Recensioni: “La piccinina” di Silvia Montemurro

L’arte pittorica si intreccia sempre in qualche modo all’arte della scrittura, così come in questo particolare romanzo, La piccinina di Silvia Montemurro, il filo conduttore della trama è tracciato dalla figura di un pittore e delle sue opere che ritraggono momenti fondamentali e personaggi della storia e ancor più, elemento motore della nascita del lavoro stesso dell’autrice, supportata magistralmente dalla casa editrice Edizioni e/o, perché tutto è ispirato dall’opera di Emilio Longoni: La Piscinina.

Milano, prima metà del Novecento, uno sciopero che rappresenta ribellione, richiesta d’aiuto da parte di bambine/ragazze soggiogate al lavoro inteso come sfruttamento minorile, così infimo da nascondere violenze ancora più abbiette come le violenze fisiche e carnali subite dalle piccole. Uno sciopero che per due giorni le afferma, le allontana da quella quotidianità misera e crudele, a cui, nonostante tutto, dovranno far ritorno. Una società fallimentare, un ambiente in cui la donna è svalutata e considerata un oggetto, già nel suo divenire, in famiglie in cui la sottomissione femminile è manifesta in atteggiamenti in cui è umiliata e seviziata a servizio degli altri. Ciò che rende ancor più abominevole questa visione barbarica e animalista delle violenze subite e chi è cieco e sordo a tutto ciò, chi fa finta di non vedere e sentire, vile e doppiamente colpevole nei confronti di bambine/ragazze che non hanno neanche il tempo di comprendere e assumere quel loro passaggio alla femminilità intesa come donna, private di tutto ciò che può essere amore e gioco infantile.
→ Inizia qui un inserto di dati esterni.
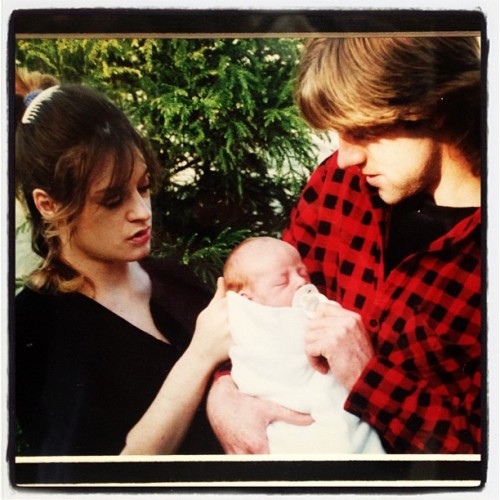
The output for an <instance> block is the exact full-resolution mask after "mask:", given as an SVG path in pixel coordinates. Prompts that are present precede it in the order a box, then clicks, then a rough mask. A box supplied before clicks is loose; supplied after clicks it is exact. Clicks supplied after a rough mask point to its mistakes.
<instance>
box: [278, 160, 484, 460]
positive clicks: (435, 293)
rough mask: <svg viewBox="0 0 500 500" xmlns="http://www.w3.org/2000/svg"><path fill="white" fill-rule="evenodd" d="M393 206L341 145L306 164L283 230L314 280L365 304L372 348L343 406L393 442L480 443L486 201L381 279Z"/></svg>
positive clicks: (436, 445) (353, 304)
mask: <svg viewBox="0 0 500 500" xmlns="http://www.w3.org/2000/svg"><path fill="white" fill-rule="evenodd" d="M389 216H390V208H389V207H388V206H387V205H385V204H384V203H383V202H382V201H381V200H380V198H379V197H378V194H377V191H376V190H375V189H373V188H371V187H370V186H368V185H367V184H366V182H365V181H364V178H363V176H361V175H360V174H359V171H358V170H357V169H356V168H349V169H347V170H340V169H339V168H338V166H337V161H336V155H333V156H332V157H330V158H329V159H327V160H326V161H325V162H324V163H323V164H322V165H320V166H319V167H318V169H317V170H316V171H315V172H314V173H313V174H312V176H311V179H310V181H309V182H308V184H307V186H306V187H305V189H304V191H303V193H302V196H301V198H300V200H299V203H298V205H297V207H296V208H295V210H294V211H293V213H292V217H291V221H290V225H289V227H288V228H287V230H286V231H285V232H284V235H283V238H284V239H285V240H286V241H288V242H290V243H292V244H293V245H295V246H296V247H297V248H298V250H299V251H300V253H301V255H302V257H303V259H304V262H305V264H306V265H307V267H308V269H309V271H310V273H311V279H312V281H313V282H314V283H315V284H316V285H317V286H318V287H319V288H320V289H321V291H322V292H323V293H325V294H326V295H327V296H328V297H330V298H331V299H333V300H336V301H338V302H339V303H341V304H342V305H343V307H345V308H347V309H350V310H353V311H356V312H358V313H359V314H361V316H362V318H363V321H364V324H365V327H366V329H367V331H368V332H369V334H370V335H371V338H372V341H373V345H374V348H375V352H376V357H375V358H374V359H373V360H372V361H371V362H370V363H369V364H368V366H367V367H366V369H365V370H364V372H363V374H362V376H361V377H360V378H359V380H358V381H357V383H356V385H355V386H354V388H353V390H352V392H351V394H350V395H349V397H348V399H347V401H346V404H345V409H346V410H347V411H349V412H351V413H354V414H356V415H358V416H359V417H360V418H361V419H363V420H365V421H366V422H368V423H369V424H370V425H372V426H373V427H374V428H375V429H377V430H378V431H379V434H380V435H381V437H382V438H383V439H384V440H385V442H386V444H387V445H388V446H389V447H390V449H391V450H392V451H393V452H396V453H411V452H413V453H418V452H424V453H478V452H479V451H480V430H481V429H480V424H481V421H480V412H481V408H480V387H481V363H480V355H481V345H480V332H481V312H480V306H481V248H480V241H481V236H480V233H481V210H480V209H477V210H476V211H475V212H474V213H473V215H471V216H467V217H466V218H465V219H463V220H462V221H461V222H459V223H458V224H456V225H455V227H453V229H452V230H451V231H450V232H448V233H447V234H445V235H444V236H443V237H440V238H438V239H437V240H435V241H433V242H432V243H431V244H430V245H429V246H428V247H427V248H426V249H425V250H424V251H420V252H417V253H415V254H412V255H410V256H408V257H407V258H405V259H404V260H403V261H402V262H401V263H400V264H399V265H397V266H396V268H394V269H393V270H392V271H391V272H390V273H389V274H388V276H387V278H384V248H385V242H386V239H387V228H388V223H389Z"/></svg>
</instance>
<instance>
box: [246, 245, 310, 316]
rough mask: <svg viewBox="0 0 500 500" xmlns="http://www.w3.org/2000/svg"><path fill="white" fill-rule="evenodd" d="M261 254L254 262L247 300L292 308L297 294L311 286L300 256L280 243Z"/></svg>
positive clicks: (256, 255)
mask: <svg viewBox="0 0 500 500" xmlns="http://www.w3.org/2000/svg"><path fill="white" fill-rule="evenodd" d="M258 250H259V249H256V252H255V255H254V259H253V264H252V270H251V282H250V286H249V287H248V288H247V291H248V293H247V296H248V298H249V299H251V300H253V301H254V302H258V303H259V304H264V305H268V306H274V307H287V306H291V305H292V300H293V296H294V294H295V292H296V291H297V290H298V289H299V288H300V287H301V286H303V285H306V284H308V283H310V279H309V273H308V272H307V268H306V266H305V265H304V264H303V263H302V260H301V259H300V255H299V253H298V252H297V250H296V249H295V248H294V247H292V246H291V245H289V244H288V243H285V242H281V241H279V242H276V243H275V244H273V245H266V246H265V247H263V248H262V251H261V252H259V251H258Z"/></svg>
In tutta questa denuncia emerge l’amicizia tra tre ragazzine, un’amicizia segnata da amori, gelosie, rivalità e tradimenti di cui Nora, la protagonista del romanzo di Silvia Montemurro, subirà scelte e pensieri, che inevitabilmente condizioneranno il destino delle tre amiche.

L’amicizia è tra i primi sentimenti che si sperimentano sin da bambini, un elemento di contatto che perdurerà in tutta l’esistenza dell’individuo; da semplici compagni di gioco o, in questo caso legate dal lavoro, complici confidenti punto di riferimento, amici scelti che sostituiscono gli affetti familiari. L’amicizia è un valore ma anche un sentimento. Essa assume un ruolo di essenzialità, condivisione, l’amicizia è un dono che si sviluppa nella realizzazione di sé in modo scambievole e questa comune crescita nel bene reciproco è la base stessa. Nel romanzo si evincono anche i lati meno eletti dell’amicizia messi a nudo dalle tre protagoniste che non si muovono sempre nel rispetto e nel bene comune, ma i loro incontri e le loro confidenze generano comunque una forza comune, un sostegno reciproco di condivisione e supporto che le fa procedere nella loro crescita, anche se motivate da obiettivi diversi.
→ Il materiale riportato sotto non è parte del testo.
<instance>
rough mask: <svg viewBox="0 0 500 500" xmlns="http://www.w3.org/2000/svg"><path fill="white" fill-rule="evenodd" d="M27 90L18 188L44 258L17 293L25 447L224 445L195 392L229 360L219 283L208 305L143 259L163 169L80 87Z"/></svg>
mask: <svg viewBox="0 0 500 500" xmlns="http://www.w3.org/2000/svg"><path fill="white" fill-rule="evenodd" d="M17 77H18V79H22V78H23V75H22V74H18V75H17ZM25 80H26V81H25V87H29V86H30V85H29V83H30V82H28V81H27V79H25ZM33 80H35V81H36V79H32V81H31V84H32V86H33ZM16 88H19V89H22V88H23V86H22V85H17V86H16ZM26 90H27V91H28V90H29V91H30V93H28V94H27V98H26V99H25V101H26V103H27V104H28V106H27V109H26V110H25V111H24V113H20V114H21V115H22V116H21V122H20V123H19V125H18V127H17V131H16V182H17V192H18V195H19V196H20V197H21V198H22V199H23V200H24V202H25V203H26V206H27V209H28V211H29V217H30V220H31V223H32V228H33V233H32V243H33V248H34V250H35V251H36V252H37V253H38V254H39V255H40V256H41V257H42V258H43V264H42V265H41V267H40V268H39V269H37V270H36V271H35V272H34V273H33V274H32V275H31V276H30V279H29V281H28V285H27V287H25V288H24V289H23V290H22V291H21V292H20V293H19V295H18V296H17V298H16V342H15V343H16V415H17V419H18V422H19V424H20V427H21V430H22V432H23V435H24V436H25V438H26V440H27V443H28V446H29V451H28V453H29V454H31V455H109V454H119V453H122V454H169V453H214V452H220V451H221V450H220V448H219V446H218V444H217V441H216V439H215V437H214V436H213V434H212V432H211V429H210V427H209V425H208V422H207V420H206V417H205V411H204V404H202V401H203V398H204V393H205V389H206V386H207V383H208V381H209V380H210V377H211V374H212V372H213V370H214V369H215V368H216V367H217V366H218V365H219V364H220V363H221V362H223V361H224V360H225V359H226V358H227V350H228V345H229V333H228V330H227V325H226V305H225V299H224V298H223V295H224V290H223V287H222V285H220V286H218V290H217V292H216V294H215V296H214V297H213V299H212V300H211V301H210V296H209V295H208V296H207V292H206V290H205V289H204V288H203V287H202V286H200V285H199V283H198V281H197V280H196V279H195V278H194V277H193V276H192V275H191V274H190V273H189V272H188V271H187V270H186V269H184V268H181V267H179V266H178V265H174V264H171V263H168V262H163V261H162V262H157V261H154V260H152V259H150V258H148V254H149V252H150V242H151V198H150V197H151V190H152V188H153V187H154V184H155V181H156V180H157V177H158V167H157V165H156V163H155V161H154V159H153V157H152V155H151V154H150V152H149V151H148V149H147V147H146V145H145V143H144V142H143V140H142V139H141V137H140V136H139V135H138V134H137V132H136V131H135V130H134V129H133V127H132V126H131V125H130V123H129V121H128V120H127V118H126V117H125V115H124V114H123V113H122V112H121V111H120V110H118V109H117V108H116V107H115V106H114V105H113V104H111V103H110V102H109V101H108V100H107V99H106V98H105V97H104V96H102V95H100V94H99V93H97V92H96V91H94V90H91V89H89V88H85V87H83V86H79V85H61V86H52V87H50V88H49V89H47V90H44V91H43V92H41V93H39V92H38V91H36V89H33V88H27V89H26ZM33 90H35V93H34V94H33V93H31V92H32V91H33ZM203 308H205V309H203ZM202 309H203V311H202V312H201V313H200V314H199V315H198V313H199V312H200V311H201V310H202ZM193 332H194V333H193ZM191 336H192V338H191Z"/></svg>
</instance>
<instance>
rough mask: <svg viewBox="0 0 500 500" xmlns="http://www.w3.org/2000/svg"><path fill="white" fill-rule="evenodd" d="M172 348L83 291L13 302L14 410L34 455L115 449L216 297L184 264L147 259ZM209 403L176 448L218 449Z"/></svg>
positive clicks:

E ancora Nora che vive il suo senso di emarginazione aggravato dalla sua balbuzie: i suoi pensieri sono chiari e forti, ma il suono e l’emissione delle stesse parole viene meno. Il suo senso di inadeguatezza è sempre più forte, sino a quando dopo lo sciopero, la violenza subita decide di dare una nuova prospettiva alla sua esistenza. Il suo obiettivo, il sogno che potrà salvarla non è più identificata con il raggiungimento del matrimonio, quindi marito figlio casa, ma dalla consapevolezza che l’istruzione può rendere liberi. Il voler porre fine a quello stato di analfabetismo in cui è cresciuta, capire che essere balbuziente non le impedisce di saper leggere e scrivere, creando una sua mappa identitaria emotiva e culturale che le consenta di sviluppare un libero pensiero: questo sarà il mezzo della sua metamorfosi. Questo processo di mutamento è indice di emancipazione, in un quadro in cui le donne lottano per un nuovo ruolo sociale e culturale in cui le decisioni non siano più prerogativa maschile, siamo in un periodo storico in cui la figura del marito decide per la moglie anche a livello burocratico, quindi rompere le catene di un’autorità imposta. Una lotta contro abusi domestici, stupri, molestie sessuali, disuguaglianza di potere e culturale, ovvero violenza di genere fisica e psicologica.

Il romanzo La piccinina diventa un’occasione per sensibilizzare riguardo questa tematica, al fine di prevenire e affrontare, perché ancora sono molti i muri da abbattere. Fondamentale la consapevolezza che l’emancipazione è data dal libero pensiero e dalla formazione e curiosità della conoscenza, un pensiero creativo e una libertà di pensiero autonomo; la vera indipendenza parte dall’istruzione.